When I was in my 20s, I used to think that taking a nap was a waste of time.  Life changed a bit in my 30s and my opinion also changed as I would occasionally enjoy an afternoon siesta with my husband when there was time.  It was a luxurious choice and not a necessity.  Fast forward to my 40s, with twins.  The need of a nap has definitely shifted.  In the infant stage I napped whenever they napped because of the lack of sleep at night.  When the twins started to sleep through the night, I enjoyed using their nap time to do whatever I wanted to do.  Once they have become mobile, the physical demand of chasing and handling them has increased drastically.  Often times when they finally go down for a nap, I would not be able to function the rest of the day if I don’t lie down for a bit myself.  When Bunny and Okra transitioned to two naps, I found myself needing to sometimes take a nap both times in order to have enough energy to take care of them when they were up.  Their naps were from 9:30 to 11, and 2:30 to 4 or so.  To me it was a bit ridiculous that I needed to nap when they napped in the morning, but the time between their wake up time and nap time was so challenging at times that a little shut-eye was really necessary for me to remain sane.  My afternoon nap was almost a must, as I found myself automatically walking to my bedroom, shutting the door, closing the shades, and lying down almost every single afternoon after the kids lay down.  I used to feel a bit guilty about napping because some other moms of twins don’t need to.  Then I worked to get myself over feeling bad because in reality my rest and my naps help me to be a better mom and gain more patience and calmness with my kids.  The last few days we started to transition the kids to one nap because Bunny had been rolling in her crib for a long time (talking about 1.5 hours) before she would finally fall asleep for her naps.  To let them nap only once, we have to keep the kids occupied and awake until noonish.  I get so tired for being awake with them and chasing after them all morning I need to go shut my eyes as well.  I am thankful that their one nap usually lasts 2.5 hours.  I shudder to think about the day when they drop their naps entirely.  I hope that it doesn’t come any time soon.  How do parents function when that happens???

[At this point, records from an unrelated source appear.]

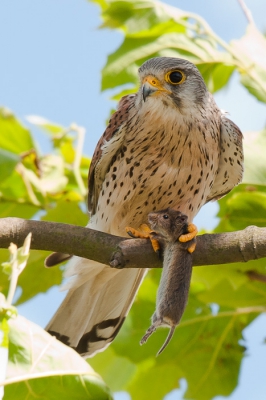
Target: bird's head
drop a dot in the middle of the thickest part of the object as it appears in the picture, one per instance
(173, 82)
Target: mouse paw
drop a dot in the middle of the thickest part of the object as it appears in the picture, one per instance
(145, 232)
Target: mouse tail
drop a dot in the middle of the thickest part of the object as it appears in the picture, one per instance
(148, 334)
(169, 337)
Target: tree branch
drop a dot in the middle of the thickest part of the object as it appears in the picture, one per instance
(223, 248)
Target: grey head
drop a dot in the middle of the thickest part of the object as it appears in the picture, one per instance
(170, 224)
(177, 82)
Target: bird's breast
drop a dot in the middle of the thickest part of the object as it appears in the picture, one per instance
(159, 165)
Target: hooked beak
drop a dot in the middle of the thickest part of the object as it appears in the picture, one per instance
(152, 85)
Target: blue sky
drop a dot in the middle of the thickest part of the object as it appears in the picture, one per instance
(51, 57)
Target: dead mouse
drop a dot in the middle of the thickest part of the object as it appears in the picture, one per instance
(173, 289)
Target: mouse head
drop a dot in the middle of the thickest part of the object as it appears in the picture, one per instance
(169, 223)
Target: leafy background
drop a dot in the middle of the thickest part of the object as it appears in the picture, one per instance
(209, 346)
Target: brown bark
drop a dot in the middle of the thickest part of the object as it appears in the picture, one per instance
(223, 248)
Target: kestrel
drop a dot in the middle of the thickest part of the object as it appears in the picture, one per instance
(168, 145)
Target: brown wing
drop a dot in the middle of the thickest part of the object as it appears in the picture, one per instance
(230, 170)
(95, 179)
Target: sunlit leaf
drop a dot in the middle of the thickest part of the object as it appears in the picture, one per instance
(14, 137)
(40, 366)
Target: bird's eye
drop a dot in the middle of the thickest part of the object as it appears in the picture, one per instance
(175, 77)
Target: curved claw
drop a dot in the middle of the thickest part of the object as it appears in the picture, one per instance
(192, 233)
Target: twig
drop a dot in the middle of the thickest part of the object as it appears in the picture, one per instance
(223, 248)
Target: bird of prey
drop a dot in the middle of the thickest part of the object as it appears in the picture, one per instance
(168, 145)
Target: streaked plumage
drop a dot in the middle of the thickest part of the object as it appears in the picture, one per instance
(167, 146)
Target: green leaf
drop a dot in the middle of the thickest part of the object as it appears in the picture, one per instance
(40, 366)
(14, 137)
(8, 162)
(205, 348)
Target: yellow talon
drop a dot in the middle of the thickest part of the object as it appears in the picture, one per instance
(191, 248)
(192, 232)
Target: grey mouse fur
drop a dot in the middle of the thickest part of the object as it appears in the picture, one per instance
(173, 290)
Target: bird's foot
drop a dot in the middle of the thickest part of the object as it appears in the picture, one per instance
(192, 232)
(144, 232)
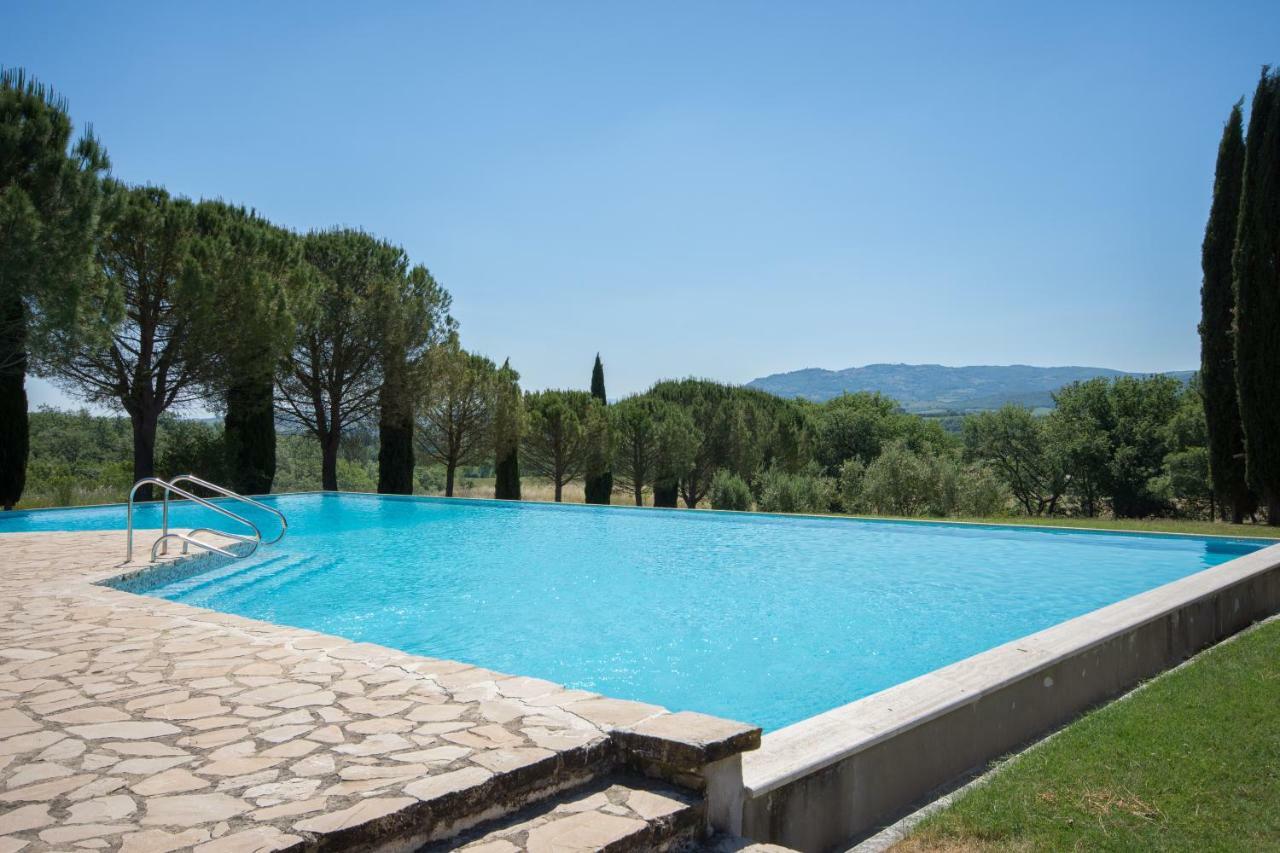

MicroblogMondays: Midlife Changes?

If you know me well in real life, you would know that I don’t have any piercings on my body.  Wearing earrings had never appealed to me.  People used to tell me that I’d for sure change my mind for my wedding because I’d want to wear studs on that day.  My wedding day was almost eight years ago and I still don’t have any piercings.  My mother-in-law has been sad because she can’t give me earrings as gifts and I won’t let my baby girl get her ears pierced. After having zero desire of wearing any earrings for 44 year, I suddenly have had this itch to get my ears pierced.  This idea came into my head one day a couple of months ago and I haven’t been able to shake it out of my head.  Small studs on my ears suddenly sounds inviting to me.  I don’t know what changed.  It just came so suddenly.  And then, more recently, in the last few days, I have had this urge to get a tiny tattoo maybe on my wrist or on the back of my neck.  Again, if you know me well like my husband does, you’d be surprised that this even crossed my mind.  But it did.  And it surprises me.  I have been browsing online for ideas of tiny tattoos, and I am drawn to simple designs and lines that are delicate and subtle.  Maybe a few simple strokes that represent my twins and me.  I don’t know what I’d get, but the desire has grown stronger and stronger.  I really don’t know where all these changes come from.  Maybe approaching 45 is creating some sort of emotional currents in me that need to be manifested physically?  The human mind is so peculiar.  I don’t know where this will lead, but I have a feeling that these urges will result in studs on my ears and permanent ink on my body. If/when that happens, I will for sure show you all.